Tracking dataset versions [Technical Preview]

Cloudera Data Visualization supports dataset versioning, an important feature for tracking changes and ensuring the integrity of your datasets over time.

Dataset versioning allows you to manage multiple versions of your datasets, which is particularly useful when dealing with frequent updates or iterative changes. Every time a dataset is modified, a new version is automatically created, allowing you to track the evolution of your data structure and content over time. If an error is introduced or an earlier version is preferred, dataset versioning allows you to revert to a previous version. This feature also supports a collaborative environment by ensuring that changes made by different team members are versioned, and previous states can be restored if necessary.

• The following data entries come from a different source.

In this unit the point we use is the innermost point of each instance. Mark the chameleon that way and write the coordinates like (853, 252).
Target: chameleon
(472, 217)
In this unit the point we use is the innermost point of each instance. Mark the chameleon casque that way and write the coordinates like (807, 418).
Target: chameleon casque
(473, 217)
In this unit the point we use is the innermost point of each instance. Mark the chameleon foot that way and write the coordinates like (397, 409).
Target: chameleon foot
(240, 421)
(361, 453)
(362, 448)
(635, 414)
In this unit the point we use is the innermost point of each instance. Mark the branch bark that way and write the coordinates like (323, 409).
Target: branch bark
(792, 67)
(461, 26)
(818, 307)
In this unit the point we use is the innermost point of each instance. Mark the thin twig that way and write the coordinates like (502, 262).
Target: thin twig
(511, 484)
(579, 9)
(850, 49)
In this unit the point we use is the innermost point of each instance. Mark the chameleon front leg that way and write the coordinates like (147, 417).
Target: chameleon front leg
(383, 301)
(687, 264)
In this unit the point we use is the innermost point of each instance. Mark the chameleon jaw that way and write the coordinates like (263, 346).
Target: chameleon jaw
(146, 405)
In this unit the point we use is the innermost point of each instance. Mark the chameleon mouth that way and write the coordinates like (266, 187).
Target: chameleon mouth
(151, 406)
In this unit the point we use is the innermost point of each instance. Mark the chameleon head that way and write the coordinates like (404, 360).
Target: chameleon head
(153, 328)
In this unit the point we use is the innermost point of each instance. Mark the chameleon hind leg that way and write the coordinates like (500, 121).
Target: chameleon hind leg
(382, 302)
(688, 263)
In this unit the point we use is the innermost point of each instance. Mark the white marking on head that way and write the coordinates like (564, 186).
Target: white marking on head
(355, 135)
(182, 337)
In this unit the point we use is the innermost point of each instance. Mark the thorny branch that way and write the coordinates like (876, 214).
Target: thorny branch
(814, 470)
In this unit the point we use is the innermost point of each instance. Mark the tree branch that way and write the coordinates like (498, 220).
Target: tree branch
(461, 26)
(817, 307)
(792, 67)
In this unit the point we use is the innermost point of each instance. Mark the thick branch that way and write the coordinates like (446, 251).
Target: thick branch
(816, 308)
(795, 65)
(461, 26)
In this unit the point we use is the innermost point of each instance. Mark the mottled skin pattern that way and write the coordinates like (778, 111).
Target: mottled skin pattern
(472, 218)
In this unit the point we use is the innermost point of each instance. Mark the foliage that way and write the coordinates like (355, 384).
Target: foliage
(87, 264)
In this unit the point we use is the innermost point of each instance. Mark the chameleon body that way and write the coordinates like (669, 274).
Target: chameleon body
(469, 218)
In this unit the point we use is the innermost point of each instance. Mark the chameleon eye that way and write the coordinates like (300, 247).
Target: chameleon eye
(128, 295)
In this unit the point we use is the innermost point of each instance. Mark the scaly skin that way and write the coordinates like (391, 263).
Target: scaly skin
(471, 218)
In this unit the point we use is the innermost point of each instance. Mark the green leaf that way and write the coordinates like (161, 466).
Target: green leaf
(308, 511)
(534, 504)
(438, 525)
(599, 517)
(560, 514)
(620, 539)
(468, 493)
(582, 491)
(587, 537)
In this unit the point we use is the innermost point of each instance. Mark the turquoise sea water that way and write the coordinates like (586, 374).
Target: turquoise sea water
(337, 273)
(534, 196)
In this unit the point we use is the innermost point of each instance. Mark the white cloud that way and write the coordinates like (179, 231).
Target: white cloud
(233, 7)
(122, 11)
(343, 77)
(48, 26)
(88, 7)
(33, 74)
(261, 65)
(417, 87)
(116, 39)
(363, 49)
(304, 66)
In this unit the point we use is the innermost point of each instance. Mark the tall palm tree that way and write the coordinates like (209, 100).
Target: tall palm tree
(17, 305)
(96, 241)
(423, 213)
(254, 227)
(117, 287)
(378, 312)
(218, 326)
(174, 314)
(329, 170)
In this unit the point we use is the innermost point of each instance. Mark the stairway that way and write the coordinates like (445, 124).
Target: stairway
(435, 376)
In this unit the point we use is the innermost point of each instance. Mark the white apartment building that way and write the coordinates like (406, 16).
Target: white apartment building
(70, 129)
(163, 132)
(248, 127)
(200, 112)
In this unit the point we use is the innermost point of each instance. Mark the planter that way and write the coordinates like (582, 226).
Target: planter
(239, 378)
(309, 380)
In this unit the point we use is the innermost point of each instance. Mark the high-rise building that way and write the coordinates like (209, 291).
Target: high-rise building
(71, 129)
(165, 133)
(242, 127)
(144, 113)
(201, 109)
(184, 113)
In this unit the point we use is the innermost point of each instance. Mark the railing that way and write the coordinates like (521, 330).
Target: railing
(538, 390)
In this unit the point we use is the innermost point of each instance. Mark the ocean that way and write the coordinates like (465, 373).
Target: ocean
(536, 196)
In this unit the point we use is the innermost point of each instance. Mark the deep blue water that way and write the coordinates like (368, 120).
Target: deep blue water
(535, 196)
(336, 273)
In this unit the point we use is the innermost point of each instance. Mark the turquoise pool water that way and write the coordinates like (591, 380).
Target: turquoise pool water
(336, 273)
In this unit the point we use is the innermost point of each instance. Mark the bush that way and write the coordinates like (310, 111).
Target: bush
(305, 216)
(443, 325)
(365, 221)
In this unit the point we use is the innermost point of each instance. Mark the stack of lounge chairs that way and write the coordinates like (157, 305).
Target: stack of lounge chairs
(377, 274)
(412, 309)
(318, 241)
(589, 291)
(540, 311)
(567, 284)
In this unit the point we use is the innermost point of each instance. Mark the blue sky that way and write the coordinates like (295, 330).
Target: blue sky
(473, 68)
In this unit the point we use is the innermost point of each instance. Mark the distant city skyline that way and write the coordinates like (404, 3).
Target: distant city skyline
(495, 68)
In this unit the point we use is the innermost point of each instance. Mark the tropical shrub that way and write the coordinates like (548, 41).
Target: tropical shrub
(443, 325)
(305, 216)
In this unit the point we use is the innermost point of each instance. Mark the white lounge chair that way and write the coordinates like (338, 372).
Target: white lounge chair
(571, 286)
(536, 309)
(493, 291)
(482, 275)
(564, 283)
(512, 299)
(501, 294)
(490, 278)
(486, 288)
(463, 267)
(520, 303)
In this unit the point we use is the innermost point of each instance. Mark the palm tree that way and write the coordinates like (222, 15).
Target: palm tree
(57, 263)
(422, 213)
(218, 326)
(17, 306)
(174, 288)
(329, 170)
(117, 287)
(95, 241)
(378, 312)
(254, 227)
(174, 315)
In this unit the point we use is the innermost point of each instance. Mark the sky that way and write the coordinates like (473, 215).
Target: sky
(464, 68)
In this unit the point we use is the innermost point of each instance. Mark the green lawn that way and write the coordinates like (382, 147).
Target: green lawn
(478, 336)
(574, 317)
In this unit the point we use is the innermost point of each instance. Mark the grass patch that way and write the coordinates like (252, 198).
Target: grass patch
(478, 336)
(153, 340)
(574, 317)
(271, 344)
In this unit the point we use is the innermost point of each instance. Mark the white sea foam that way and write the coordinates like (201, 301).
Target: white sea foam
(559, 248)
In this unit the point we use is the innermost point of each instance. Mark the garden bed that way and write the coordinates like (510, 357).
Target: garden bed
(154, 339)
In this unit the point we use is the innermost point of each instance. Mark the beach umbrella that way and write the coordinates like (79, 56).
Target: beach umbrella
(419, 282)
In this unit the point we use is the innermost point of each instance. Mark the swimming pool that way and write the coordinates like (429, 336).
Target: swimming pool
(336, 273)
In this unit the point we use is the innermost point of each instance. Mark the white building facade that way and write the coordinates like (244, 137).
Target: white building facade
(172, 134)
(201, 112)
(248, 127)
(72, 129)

To use this feature, you must first enable dataset version control in the site settings. For instructions on how to enable and configure dataset version control, see Managing version control site settings.

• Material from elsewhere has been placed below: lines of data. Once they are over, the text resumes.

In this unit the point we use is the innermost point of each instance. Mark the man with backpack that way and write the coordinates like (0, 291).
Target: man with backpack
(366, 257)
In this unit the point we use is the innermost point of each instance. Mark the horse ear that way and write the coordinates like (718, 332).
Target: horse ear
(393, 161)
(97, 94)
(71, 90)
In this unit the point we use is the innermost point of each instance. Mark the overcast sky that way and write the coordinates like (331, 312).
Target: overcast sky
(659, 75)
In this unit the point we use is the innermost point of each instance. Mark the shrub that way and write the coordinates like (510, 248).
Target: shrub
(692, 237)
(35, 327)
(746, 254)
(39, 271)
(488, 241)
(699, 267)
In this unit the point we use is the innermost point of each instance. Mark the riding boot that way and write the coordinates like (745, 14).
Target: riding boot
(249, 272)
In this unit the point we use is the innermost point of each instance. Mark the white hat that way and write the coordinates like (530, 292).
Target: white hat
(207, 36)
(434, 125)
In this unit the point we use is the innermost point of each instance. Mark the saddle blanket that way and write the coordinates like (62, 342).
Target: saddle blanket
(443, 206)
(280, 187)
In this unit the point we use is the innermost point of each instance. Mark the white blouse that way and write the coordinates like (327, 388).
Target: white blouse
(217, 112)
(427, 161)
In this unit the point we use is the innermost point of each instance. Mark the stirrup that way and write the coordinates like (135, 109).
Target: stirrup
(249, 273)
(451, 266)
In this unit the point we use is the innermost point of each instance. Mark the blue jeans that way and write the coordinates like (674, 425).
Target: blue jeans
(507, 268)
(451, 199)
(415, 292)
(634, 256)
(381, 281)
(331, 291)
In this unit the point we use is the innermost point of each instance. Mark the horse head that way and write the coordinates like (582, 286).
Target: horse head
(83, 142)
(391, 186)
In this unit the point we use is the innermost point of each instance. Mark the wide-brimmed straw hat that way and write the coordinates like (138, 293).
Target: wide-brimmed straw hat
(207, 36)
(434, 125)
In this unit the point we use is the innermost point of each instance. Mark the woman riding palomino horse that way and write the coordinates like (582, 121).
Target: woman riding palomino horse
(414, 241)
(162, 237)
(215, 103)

  1. On the main navigation bar, click DATA.
    The Data view opens, displaying the Datasets tab.
  2. Find the dataset that you want to review, by scrolling through the list or using the search function.
  3. Click the dataset name to open its details.
    The dataset side navigation pane opens for the selected dataset, displaying the Dataset Detail page.
  4. Click Version Control in the side navigation to view version history.

    The Version Control page shows the details of the current dataset version along with any previous versions, if available.

    Current version: The active version of the dataset, which can either be the most recent saved version after modifications or a previous version that has been reinstated as the active version. This version reflects the dataset's state, including any changes or configurations applied up to the point of its selection. The first version of a dataset is always the active or current version, and it remains the current version, even if unnamed, until it is replaced by a new version.

    Previous versions: Each dataset modification (for example editing a dataset field, the data model or the time model, or adding new segments) triggers the creation of a new version of the dataset. A snapshot of the dataset’s state prior to the change is saved as a previous version, and the new modification becomes the current version.

    Named and unnamed versions: By default, new dataset versions are assigned a timestamp as their name and are considered unnamed versions. To retain any version, you must assign it a name. Unnamed versions are deleted based on the settings configured in the version control site settings. You can rename a dataset version by clicking the edit icon next to its name.

  5. Optional: To change the current dataset version, identify the version on the Version Control page that you want to reinstate as the current version and click Change Version.
    The chosen version will now become the active version, replacing the previous current version.